Blanchard's model is only supported if you: (1) ignore methodological flaws, (2) over-interpret data, (3) accept post-hoc explanations without evidence, and (4) treat as unimportant the inability to explain why transsexuals feel their experiences are about identity (aside from adding yet another post-hoc explanation by calling transsexuals liars). Alternately, you can hold as a starting point a "gender identity conflict" model for transsexuality and let your scientific curiousity take you on to a more thorough explanation.
Footnote 1: "Post-hoc" means "after the fact." In scientific contexts, it means that when a theory has trouble explaining something, you make up a plausible corollary to fill in the gap but you keep the basic theory the same. There is nothing wrong with post-hoc explanations, in and of themselves, though it's much nicer to explain novel findings with predictions from your theory, "a priori." Post-hoc explanations become a problem when no new evidence is found to support them and when there are so many post-hoc explanations that it makes the theory itself seem clunky rather than elegant (the fancy scientist language for an elegant theory, without clunky corollaries is "parsimonious")

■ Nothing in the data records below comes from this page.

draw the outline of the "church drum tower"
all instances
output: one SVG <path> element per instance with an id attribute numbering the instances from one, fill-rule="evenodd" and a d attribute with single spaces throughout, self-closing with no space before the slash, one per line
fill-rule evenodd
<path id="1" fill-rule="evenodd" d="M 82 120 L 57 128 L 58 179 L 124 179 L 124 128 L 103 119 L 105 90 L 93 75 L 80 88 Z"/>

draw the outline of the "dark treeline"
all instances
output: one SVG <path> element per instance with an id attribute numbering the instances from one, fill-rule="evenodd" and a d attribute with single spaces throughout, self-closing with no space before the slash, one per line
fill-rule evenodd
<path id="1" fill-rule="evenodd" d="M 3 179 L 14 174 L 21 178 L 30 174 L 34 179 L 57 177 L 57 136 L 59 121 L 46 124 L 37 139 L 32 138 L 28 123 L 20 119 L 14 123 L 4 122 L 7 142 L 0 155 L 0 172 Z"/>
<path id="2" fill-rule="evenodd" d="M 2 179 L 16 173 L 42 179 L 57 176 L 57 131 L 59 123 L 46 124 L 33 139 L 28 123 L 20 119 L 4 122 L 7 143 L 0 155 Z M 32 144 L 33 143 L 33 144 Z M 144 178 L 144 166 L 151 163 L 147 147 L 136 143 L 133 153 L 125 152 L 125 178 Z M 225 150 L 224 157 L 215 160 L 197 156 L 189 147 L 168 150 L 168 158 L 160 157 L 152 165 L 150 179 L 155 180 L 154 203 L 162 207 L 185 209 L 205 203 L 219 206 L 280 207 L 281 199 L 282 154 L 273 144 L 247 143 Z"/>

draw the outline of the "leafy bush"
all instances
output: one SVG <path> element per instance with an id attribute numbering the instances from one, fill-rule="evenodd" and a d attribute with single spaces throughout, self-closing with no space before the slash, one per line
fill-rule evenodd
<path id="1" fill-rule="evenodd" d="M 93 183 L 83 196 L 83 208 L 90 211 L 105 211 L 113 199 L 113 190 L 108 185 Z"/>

Footnote 2: This is a finding about a part of the brain called the BSTc. Men and women have different-sized BSTc but people of different sexual orientations do not have different sized BSTc. That made it a plausible biological correlate for mental phenomena "gender identity." In a study, the size of the BSTc in male-to-female transsexuals was like other women. Transsexuals of different sexual orientations and ages of transition did not differ in the BSTc. These findings suggest the BSTc may be a genuine biological correlate of gender identity and these findings are inconsistent with the idea that there are categorically different "types" of transsexuals. Michael Bailey and Anne Lawrence offer the post-hoc explanation that the transsexuals in the study were "really" autogynephilic (despite data on their experiences to the contrary) and so this is just a possible correlate of paraphilia (even though it's correlation with "gender identity" was an a priori hypothesis).